World Builders runs through May 13 at the West End Theater (263 W. 86th St.). For tickets, click here.
And now, five questions no one has ever asked Johnna Adams:
What’s the most perceptive question anyone has asked you about your work?
Someone once pointed out that all my best plays (Sans Merci, Rattlers, Gidion’s Knot, World Builders, Nurture) start with two strangers meeting for the first time. I had never noticed that myself, but it is a glaringly obvious commonality. Something about the pressure and awkwardness of meeting strangers is very dramatic to me. I seem to find it endlessly fascinating enough to start almost the majority of my plays with that as the launching point.
What’s the most idiotic question anyone has asked you about your work?
I don’t recall any questions that I consider idiotic, really. Probably one of the funniest exchanges I’ve had is after a reading of my historical play about the Oneida Community, a Civil War-era utopian religious experiment). An amateur historian who had a lifelong obsession with this group showed up to a talkback and screamed at me that I’d gotten everything about the community wrong. The original Oneida community governed itself by a system of mutual criticism, and this guy and I basically had a similar exchange, a criticism session over details of their criticism practices. It was outlandish and nostalgic and passionate and surpassingly strange.

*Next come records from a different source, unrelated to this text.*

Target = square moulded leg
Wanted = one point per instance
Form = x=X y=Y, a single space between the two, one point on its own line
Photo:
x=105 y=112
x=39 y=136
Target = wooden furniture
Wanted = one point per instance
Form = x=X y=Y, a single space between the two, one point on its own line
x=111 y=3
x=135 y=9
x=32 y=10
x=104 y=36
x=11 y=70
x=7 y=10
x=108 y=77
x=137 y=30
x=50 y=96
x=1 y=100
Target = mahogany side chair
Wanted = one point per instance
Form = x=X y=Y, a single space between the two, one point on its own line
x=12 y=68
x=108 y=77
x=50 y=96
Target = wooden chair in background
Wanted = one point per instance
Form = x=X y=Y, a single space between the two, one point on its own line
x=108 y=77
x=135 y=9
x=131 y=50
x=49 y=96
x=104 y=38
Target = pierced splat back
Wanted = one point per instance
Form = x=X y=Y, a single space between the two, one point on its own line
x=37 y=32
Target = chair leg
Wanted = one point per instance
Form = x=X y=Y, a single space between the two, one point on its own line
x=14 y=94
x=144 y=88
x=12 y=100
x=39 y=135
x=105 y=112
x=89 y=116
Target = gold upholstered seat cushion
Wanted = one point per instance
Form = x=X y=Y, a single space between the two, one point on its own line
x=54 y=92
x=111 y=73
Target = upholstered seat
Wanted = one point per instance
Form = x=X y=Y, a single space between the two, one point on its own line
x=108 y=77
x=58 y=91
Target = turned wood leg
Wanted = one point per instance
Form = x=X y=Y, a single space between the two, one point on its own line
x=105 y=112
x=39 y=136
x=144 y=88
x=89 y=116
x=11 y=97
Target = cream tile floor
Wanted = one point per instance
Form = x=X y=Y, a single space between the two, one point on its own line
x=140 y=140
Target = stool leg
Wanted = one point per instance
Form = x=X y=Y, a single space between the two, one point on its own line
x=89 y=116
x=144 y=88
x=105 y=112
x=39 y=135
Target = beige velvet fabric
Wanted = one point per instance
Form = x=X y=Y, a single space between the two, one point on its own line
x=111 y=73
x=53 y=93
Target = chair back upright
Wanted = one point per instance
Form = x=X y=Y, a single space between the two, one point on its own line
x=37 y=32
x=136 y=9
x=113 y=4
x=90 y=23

What’s the weirdest question anyone has asked you about your work?
I get “What is going on in that head of yours?” as a question constantly. Play after play. World Builders may be an inadequate attempt to answer that question. It’s at least an exploration of what goes on in the heads of people as afflicted with an obsessive need for stories as I am. It’s a bizarre question. Apparently rhetorical, since no one really waits for an answer after asking it. It’s slightly hostile. But I have the same voyeuristic interest in what goes on in other people’s heads; that’s why I’m a playwright.
How has this play grown, leading up to the current production?
This was a tough show to write and to craft. Two person shows are hard to structure sometimes. So once I got it into a decent form, I stopped myself from doing any rewrites. So, from a script perspective, the script hasn’t changed from day one of rehearsals. It isn’t a perfect script, but I know my limits, and I am 59% more likely to make something worse in revisions. The script works. But it has some of imperfections. I think they keep it from seeming too slick. So I’m not bothered by that. I think the real growth is going to be in performances when we get to see what this script means to people. I hope the script will find a niche of audience members that know the script was written for them and appreciate it.
Since you wrote this play, have you observed any real-life stories similar to its plot?
I have definitely had audience members who find commonalities between themselves and the characters. Or see family members in the characters. The play has sparked discussions with total strangers about the effectiveness of depression medications, the importance of binge TV, life-destroying mental illnesses, the effect of being labeled “abnormal” on children, and a variety of painful, wonderful and touching stories. This will always be a very precious play to me because it has made people who feel very alone feel less alone in the theater.